South Korean officials declined to comment Sunday on reports that North Korean leader Kim Jong-Il has called for a third nuclear test in protest at UN sanctions against the reclusive state.
Open Radio of North Korea, a Seoul-based rights group, quoting unnamed Pyongyang sources said last week that Kim had told military and ruling party officials to prepare for a new test.
The North conducted a first such test in 2006 and a second in May, sparking tough UN Security Council sanctions.
According to Open Radio, Kim said during a trip to Wonsan on the east coast on August 26 that a third test was needed to nudge the United States towards bilateral talks as well as to protest UN sanctions.
Seoul’s unification ministry and National Intelligence Service, which both handle cross-border relations, Sunday declined to comment on the allegations.
Young Howard, head of Open Radio of North Korea, on Wednesday separately told Seoul-based PBC radio that a third nuclear test would very likely use enriched uranium, instead of the plutonium used in the first two tests.
He said he expected the test to occur between September 20 and October 10.
September 20 marks the end of the North’s new “150-day” campaign for boosting its economy, while October 10 is the anniversary of the founding of the North’s communist party.
North Korea has in the past chosen symbolic dates to stage weapons tests.
The US government said on Friday it was ready to hold direct talks with North Korea in a bid to bring Pyongyang back to six-nation nuclear disarmament negotiations, marking a significant policy shift.
North Korea quit the six-way talks in April in protest at UN censure of a rocket launch. The UN Security Council then tightened sanctions on North Korea after it staged its nuclear test in May.

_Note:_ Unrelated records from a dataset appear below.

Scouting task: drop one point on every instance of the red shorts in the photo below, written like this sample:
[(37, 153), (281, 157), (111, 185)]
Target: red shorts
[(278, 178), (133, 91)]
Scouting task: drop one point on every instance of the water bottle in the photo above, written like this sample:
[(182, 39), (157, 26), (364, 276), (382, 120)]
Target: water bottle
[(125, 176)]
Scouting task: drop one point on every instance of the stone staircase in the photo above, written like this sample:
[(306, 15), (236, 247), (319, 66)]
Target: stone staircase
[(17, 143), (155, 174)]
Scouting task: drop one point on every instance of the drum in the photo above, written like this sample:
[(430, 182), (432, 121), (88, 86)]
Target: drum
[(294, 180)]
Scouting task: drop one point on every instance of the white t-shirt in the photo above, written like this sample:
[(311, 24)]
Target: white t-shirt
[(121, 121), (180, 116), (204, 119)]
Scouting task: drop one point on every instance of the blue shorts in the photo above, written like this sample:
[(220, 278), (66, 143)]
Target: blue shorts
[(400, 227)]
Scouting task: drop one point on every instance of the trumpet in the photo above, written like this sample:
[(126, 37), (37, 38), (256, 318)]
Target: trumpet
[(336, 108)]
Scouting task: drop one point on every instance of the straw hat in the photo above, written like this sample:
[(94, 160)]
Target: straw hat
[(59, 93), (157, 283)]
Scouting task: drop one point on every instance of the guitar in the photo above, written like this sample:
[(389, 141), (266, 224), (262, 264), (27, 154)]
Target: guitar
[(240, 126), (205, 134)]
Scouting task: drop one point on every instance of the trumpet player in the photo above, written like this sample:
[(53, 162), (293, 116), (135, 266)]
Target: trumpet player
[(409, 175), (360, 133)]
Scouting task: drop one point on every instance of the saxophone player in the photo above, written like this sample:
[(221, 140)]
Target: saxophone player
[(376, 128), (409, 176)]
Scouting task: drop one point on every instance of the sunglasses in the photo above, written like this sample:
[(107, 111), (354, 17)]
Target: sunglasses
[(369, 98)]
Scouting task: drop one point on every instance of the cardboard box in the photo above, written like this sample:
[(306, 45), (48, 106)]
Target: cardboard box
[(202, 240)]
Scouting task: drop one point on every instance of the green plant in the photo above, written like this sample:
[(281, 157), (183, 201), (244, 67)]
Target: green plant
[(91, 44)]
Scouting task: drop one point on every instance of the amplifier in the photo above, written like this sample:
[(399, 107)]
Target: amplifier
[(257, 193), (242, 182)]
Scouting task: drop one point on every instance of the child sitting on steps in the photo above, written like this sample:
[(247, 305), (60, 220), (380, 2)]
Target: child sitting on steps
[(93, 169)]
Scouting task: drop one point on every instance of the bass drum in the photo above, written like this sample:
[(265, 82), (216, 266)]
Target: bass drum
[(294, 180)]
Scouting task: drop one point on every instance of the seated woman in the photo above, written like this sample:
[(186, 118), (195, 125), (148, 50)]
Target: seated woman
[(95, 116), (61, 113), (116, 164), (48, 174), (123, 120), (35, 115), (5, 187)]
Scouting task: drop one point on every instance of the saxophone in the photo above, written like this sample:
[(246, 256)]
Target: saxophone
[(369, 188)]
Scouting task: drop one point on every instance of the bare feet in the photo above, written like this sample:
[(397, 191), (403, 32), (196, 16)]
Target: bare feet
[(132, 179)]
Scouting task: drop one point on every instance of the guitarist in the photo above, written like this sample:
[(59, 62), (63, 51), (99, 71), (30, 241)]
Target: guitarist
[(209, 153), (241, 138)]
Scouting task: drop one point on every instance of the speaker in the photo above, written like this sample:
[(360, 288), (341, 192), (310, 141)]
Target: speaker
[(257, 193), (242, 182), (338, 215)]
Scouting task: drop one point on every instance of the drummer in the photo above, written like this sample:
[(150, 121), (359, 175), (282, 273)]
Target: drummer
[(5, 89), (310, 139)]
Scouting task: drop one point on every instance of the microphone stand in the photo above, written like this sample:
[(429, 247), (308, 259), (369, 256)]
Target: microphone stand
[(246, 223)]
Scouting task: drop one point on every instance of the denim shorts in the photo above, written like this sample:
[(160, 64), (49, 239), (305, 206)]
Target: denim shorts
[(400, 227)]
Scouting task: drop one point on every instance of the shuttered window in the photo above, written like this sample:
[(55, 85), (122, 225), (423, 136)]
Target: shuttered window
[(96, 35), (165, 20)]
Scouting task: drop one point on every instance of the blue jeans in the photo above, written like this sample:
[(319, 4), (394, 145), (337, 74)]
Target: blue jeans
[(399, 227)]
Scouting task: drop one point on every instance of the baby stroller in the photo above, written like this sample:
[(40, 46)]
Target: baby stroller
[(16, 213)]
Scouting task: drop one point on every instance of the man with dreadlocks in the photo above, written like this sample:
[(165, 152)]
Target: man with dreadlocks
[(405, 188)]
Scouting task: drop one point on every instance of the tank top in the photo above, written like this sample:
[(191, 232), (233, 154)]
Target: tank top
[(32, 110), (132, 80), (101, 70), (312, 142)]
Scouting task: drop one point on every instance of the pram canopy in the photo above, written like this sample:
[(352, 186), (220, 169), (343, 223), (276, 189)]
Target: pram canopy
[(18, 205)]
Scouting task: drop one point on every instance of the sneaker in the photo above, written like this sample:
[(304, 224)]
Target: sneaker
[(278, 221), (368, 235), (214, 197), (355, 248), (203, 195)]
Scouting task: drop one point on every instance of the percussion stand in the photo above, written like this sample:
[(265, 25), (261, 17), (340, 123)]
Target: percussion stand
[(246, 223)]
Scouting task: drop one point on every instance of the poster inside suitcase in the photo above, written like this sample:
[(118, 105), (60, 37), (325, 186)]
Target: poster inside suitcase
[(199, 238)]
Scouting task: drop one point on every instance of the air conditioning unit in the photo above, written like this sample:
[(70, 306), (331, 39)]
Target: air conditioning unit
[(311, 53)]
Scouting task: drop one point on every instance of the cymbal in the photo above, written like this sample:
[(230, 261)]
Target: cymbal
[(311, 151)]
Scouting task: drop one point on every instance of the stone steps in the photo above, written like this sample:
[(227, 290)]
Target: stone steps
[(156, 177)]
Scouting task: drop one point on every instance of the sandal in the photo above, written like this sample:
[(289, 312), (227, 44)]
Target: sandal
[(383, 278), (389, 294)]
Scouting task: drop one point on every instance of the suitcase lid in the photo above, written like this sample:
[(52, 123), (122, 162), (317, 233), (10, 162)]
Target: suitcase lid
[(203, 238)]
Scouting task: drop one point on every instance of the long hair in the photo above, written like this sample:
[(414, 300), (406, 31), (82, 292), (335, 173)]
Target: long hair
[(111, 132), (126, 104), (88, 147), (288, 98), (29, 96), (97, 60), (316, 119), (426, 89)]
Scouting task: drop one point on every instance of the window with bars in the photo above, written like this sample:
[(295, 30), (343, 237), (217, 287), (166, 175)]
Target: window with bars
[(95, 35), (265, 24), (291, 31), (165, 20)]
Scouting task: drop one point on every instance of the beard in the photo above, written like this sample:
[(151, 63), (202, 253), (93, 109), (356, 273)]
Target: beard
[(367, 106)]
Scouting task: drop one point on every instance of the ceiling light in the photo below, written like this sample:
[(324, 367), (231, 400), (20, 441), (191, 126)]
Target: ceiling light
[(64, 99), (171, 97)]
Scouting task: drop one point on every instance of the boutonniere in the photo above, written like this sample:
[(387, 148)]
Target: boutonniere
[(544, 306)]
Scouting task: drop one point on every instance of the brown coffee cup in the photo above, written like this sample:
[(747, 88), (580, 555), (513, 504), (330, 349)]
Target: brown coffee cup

Washington had previously said that bilateral talks with Pyongyang would come only within the framework of six-party talks which also include China, Japan, Russia and South Korea.
Meanwhile, the North’s official Korean Central News Agency said Sunday that Kim had praised his forces as “an iron wall” to defend the country during a visit to an undisclosed navy unit in his latest field trip.
“Our socialist motherland will always remain an invulnerable fortress and eternally prosper as the matchless great army is standing guard over the nation’s defence line as an iron wall,” Kim said.
KCNA did not give a date for the visit.